Dada esta combinación de historia inquietante y desarrollos alentadores, me sentí desanimado al leer una carta de seguimiento en el Washington Post del nuevo CEO de APA, Arthur Evans Jr., respondiendo a mi ensayo. Mientras elogiaba el valioso trabajo de los psicólogos en muchas esferas (estoy de acuerdo), Evans mantuvo intacta a la APA, retratando la participación del lado oscuro de la profesión como únicamente la de "dos psicólogos deshonestos": los contratistas de CIT James Mitchell y Bruce Jessen. Esta narración es profunda y transparente, falsa. El terrible compromiso de la psicología y los psicólogos fue mucho más allá, como se revela en numerosos informes gubernamentales y no gubernamentales, declaraciones de testigos, memorandos desclasificados y otros materiales, incluida una revisión independiente exhaustiva que documentó las maquinaciones institucionales propias de APA.

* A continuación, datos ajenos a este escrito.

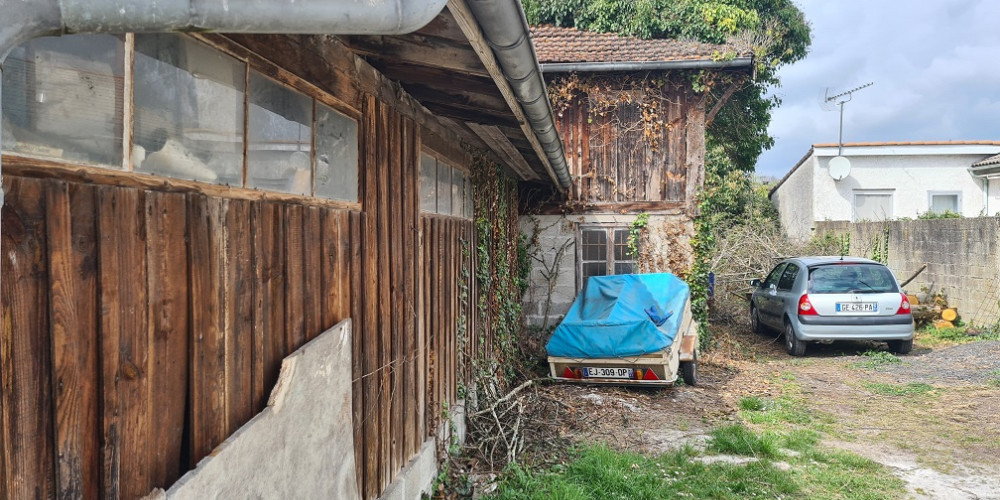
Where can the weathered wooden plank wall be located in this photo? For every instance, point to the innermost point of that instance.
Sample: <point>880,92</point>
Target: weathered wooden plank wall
<point>612,156</point>
<point>141,328</point>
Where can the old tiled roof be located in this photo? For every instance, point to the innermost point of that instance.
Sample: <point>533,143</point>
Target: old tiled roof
<point>566,45</point>
<point>993,160</point>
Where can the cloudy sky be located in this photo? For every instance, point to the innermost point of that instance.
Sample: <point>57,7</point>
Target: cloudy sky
<point>935,64</point>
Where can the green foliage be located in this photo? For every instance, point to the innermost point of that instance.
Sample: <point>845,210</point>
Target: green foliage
<point>774,30</point>
<point>947,214</point>
<point>502,268</point>
<point>877,359</point>
<point>635,231</point>
<point>880,247</point>
<point>730,197</point>
<point>910,389</point>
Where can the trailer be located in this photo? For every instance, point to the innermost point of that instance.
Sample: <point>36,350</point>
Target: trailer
<point>627,330</point>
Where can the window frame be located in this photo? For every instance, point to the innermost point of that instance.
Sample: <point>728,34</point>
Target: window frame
<point>956,194</point>
<point>609,229</point>
<point>252,62</point>
<point>873,192</point>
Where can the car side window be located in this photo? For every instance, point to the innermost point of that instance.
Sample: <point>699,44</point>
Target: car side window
<point>772,279</point>
<point>788,278</point>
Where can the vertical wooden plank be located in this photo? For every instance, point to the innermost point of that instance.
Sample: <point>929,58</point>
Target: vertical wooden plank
<point>238,314</point>
<point>166,254</point>
<point>25,345</point>
<point>332,267</point>
<point>74,354</point>
<point>354,258</point>
<point>295,333</point>
<point>257,259</point>
<point>312,252</point>
<point>373,435</point>
<point>394,210</point>
<point>125,333</point>
<point>207,408</point>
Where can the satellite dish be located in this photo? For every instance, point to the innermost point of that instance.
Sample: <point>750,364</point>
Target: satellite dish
<point>840,167</point>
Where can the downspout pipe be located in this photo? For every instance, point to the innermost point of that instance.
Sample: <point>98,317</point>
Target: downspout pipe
<point>23,20</point>
<point>506,32</point>
<point>739,62</point>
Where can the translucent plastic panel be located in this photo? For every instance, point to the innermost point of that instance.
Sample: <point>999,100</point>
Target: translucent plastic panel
<point>63,98</point>
<point>280,138</point>
<point>188,110</point>
<point>428,183</point>
<point>336,155</point>
<point>444,188</point>
<point>457,196</point>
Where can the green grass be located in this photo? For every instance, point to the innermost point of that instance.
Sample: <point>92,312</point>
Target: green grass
<point>934,337</point>
<point>602,473</point>
<point>910,389</point>
<point>877,359</point>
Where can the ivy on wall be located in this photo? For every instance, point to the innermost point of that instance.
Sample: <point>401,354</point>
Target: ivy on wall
<point>502,267</point>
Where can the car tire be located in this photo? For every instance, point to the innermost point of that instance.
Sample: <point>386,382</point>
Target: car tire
<point>795,346</point>
<point>901,346</point>
<point>689,370</point>
<point>755,323</point>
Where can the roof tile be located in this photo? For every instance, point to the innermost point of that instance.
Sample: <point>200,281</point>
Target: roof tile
<point>566,45</point>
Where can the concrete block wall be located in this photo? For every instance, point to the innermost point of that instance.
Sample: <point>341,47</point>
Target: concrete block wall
<point>666,247</point>
<point>962,257</point>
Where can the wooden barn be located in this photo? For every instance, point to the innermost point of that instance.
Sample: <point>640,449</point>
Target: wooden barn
<point>632,115</point>
<point>184,206</point>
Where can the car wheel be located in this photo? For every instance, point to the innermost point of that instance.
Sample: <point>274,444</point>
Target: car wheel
<point>755,323</point>
<point>795,346</point>
<point>901,346</point>
<point>689,370</point>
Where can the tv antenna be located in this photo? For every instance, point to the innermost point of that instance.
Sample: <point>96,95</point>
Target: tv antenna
<point>840,99</point>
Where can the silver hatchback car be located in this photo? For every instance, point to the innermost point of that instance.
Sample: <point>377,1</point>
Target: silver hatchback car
<point>822,299</point>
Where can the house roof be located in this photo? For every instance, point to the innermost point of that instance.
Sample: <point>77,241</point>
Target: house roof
<point>562,45</point>
<point>993,160</point>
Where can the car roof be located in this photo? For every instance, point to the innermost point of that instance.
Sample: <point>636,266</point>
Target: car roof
<point>831,259</point>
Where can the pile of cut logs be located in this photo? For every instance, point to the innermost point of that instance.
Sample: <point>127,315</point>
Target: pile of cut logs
<point>931,308</point>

De hecho, esta semana hay una nueva entrada a estos anales cautelares: el nuevo libro Medios injustificables: La historia interna de cómo la CIA, el Pentágono y el gobierno de los EE. UU. Conspiraron para torturar por Mark Fallon, ex agente especial del Servicio Nacional de Investigación Criminal y oficial de contrainteligencia . Fallon proporciona un relato de información privilegiada sobre el maltrato de detenidos en la Bahía de Guantánamo. Los culpables que identifica incluyen a Morgan Banks y Larry James, dos psicólogos militares que participaron directamente en ayudar a los líderes de APA a elaborar y defender políticas de ética imperfectas y excesivamente permisivas. Fallon informa que Banks organizó entrenamiento en "técnicas duras e ilegales de explotación de inteligencia", entrenó a personal de Guantánamo para "desbaratar detenidos" y proporcionó "cobertura médica" para los duros interrogatorios allí. Él escribe que James "vio a Gitmo como una oportunidad de carrera para explotar psicológicamente a los prisioneros detenidos" y estuvo "personalmente involucrado" en la extensión de la tortura en Guantánamo.

Espero que el Sr. Evans, luego de una mayor reflexión, decida corregir el registro. Para aquellos de nosotros que luchamos durante años para exponer la complicidad de los psicólogos y contrarrestar las negativas de APA, su carta recuerda una época anterior en que las afirmaciones de inocencia eran una parte estándar de la campaña manipuladora y poco sincera de relaciones públicas de APA. La profesión, APA y el país no pueden permitirse el lujo de regresar a esos días. Solo una visión clara de las transgresiones pasadas puede alumbrar el camino para una defensa vigorosa e inquebrantable de los principios de no hacer daño de la psicología.